Marketing doesn’t need more productivity or even more content, but rather the right content.
Which, as it happens, is the true objective of a content operation.
Sales Ops Has Paved the Way
Rather than boost productivity, operations functions typically require an investment of time and energy. In fact, as developing a content operation becomes a high priority for more organizations, we can all take a lesson from the operations teams that have developed before content operations.
Sales operations is a great example.
Decades ago, this function did not exist—sales was on their own. But in the dawning of the Digital Age, sales teams needed support. It’s hugely important to note that this support was not to make individual reps more productive, but to make the entire sales function more effective (first with Siebel, then Salesforce.) Ask any rep what they think of logging details into Salesforce, and they’d say they hate it! This activity does not make them more productive as an individual.
But it’s not about logging more calls—it’s about routing leads appropriately, providing visibility into customer information for various stakeholders, and producing insight into how the overall sales function performed.
When a sales operation and its tools—or a content operation and its tools—are implemented, providing the message to stakeholders that the operation will drive individual productivity sets a dangerous expectation. Setting this false expectation will only drive disappointment and frustration.
The actual objective of these operations is to drive the performance of their overall function, not individual productivity. And this objective should be communicated so that all stakeholders correctly understand the why of the change they are going through.
What Does a Content Operation Bring to the Table?
At the company level, a content operation enables the production of the right content for the right customer at the right time. Vendors today must be customer-centric on how they go to market, providing a compelling, consistent message that is properly personalized for each customer interaction. But instead, most companies produce their content across disconnected silos, resulting in a incoherent and ineffective customer experience.
And that brings us to the true objectives of a content operation for a company: achieving a better return on content investment. How?

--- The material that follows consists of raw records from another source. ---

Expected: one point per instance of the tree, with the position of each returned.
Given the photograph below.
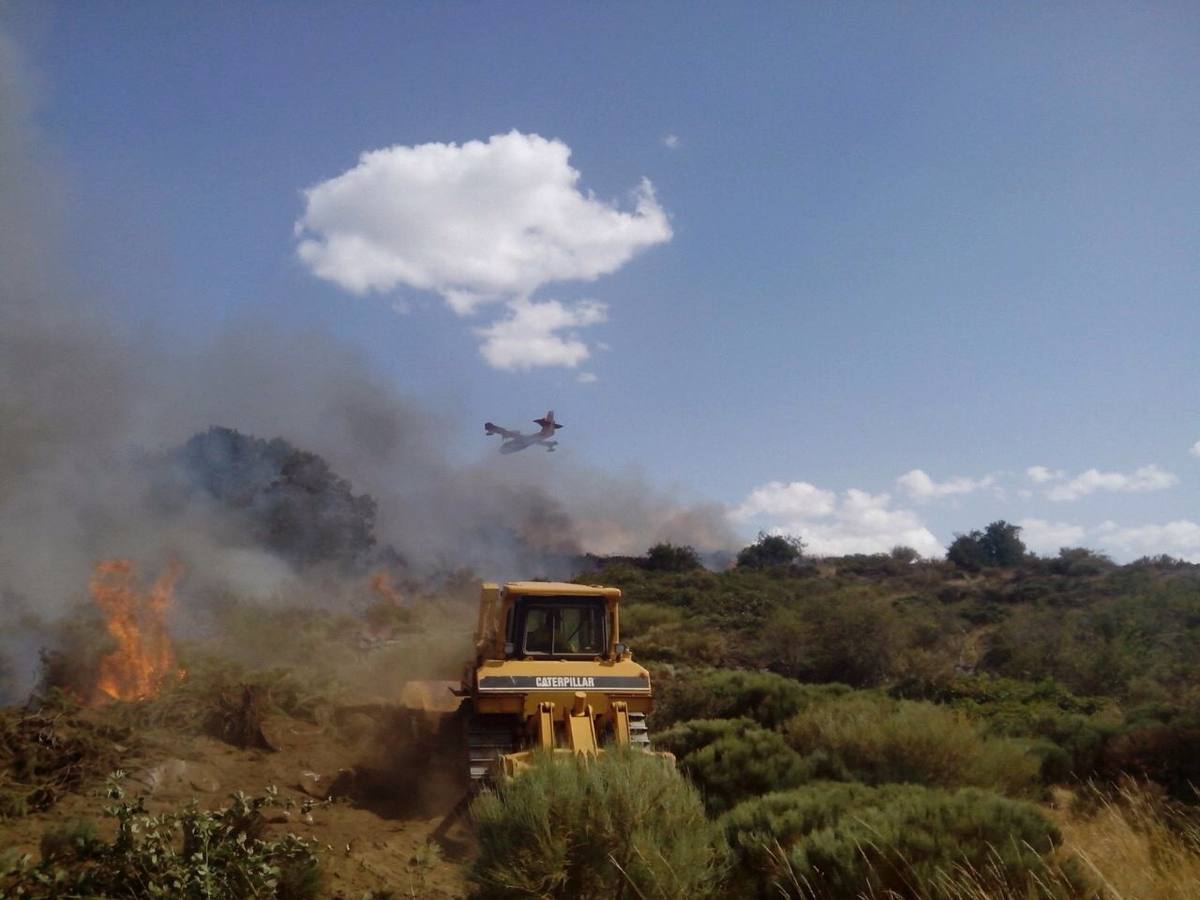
(669, 558)
(966, 551)
(771, 550)
(1002, 544)
(999, 545)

- Better customer experience
- Improved conversions
- Accelerated revenue
Of course, a company can’t implement a content operation without individual buy-in. Fortunately, while a content operation requires employee investment of time and energy, it also provides returns—and it’s not just a productivity boost.
In an effective content operation, marketers create less content. Content production is less reactive and request-driven, and more proactive and strategy-driven. As a result, creators in a content operation should be asked to produce less content, should have much more advanced notice of what content to produce and why, and as a result, can devote more focus to producing outstanding content.

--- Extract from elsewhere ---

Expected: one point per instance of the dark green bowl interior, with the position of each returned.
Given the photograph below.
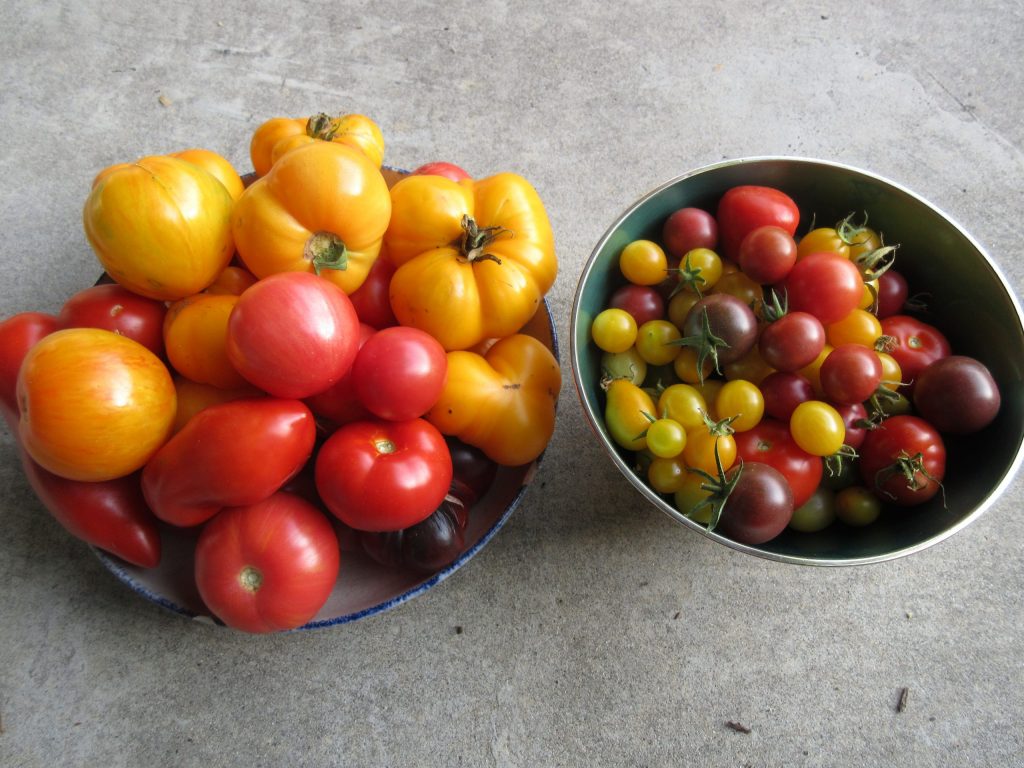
(969, 298)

And because the content produced by a content operation is much better orchestrated with different teams and functions—and is much better aligned to the overall customer experience strategy—the content that producers make has a much better opportunity to make big impacts on the audience.

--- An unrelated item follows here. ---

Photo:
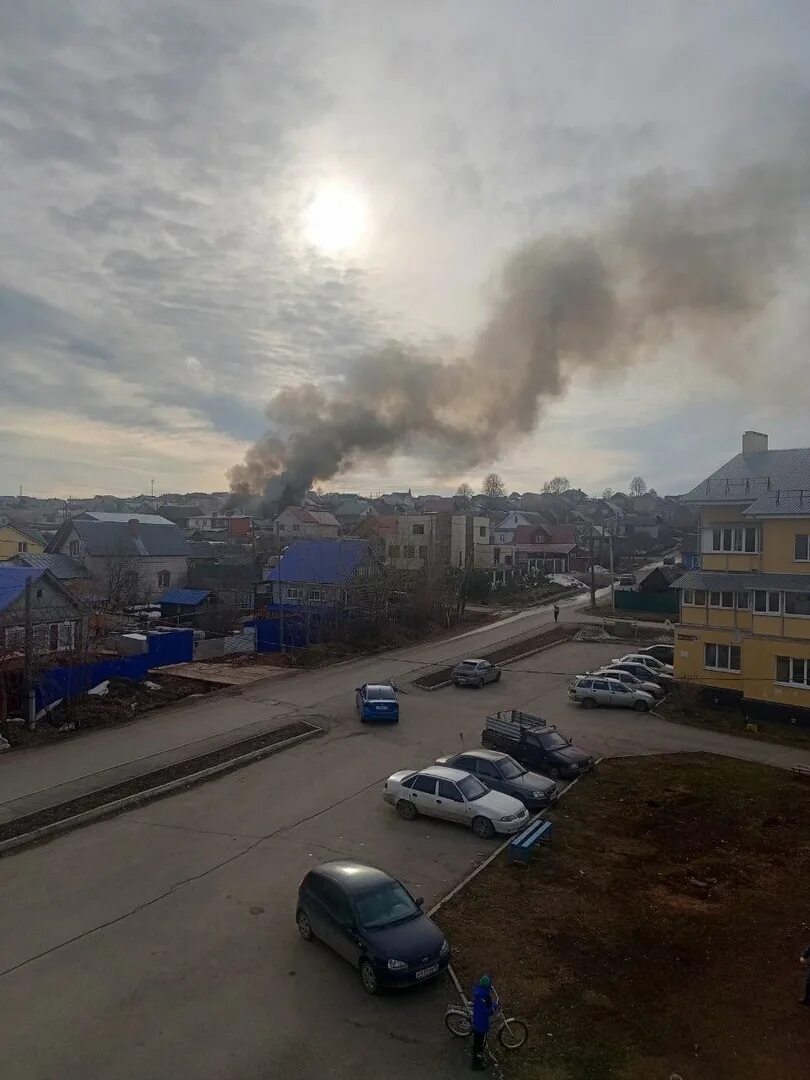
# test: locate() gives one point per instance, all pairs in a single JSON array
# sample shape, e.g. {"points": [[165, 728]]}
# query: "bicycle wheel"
{"points": [[457, 1022], [513, 1034]]}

Marketing leaders are increasingly recognizing the imperative of content operations. In order to be successfully customer-centric, marketing must put a set of processes in place that cross-functionally govern how content is planned, produced, distributed, and analyzed. But leaders must be careful in identifying and communicating the objectives of the content operations to stakeholders, particularly during the implementation and change period. The operation is not about individual productivity, as can be readily seen from the example of sales operations. Instead, leaders should focus on the objective of producing the right content and its benefits at the company and individual levels.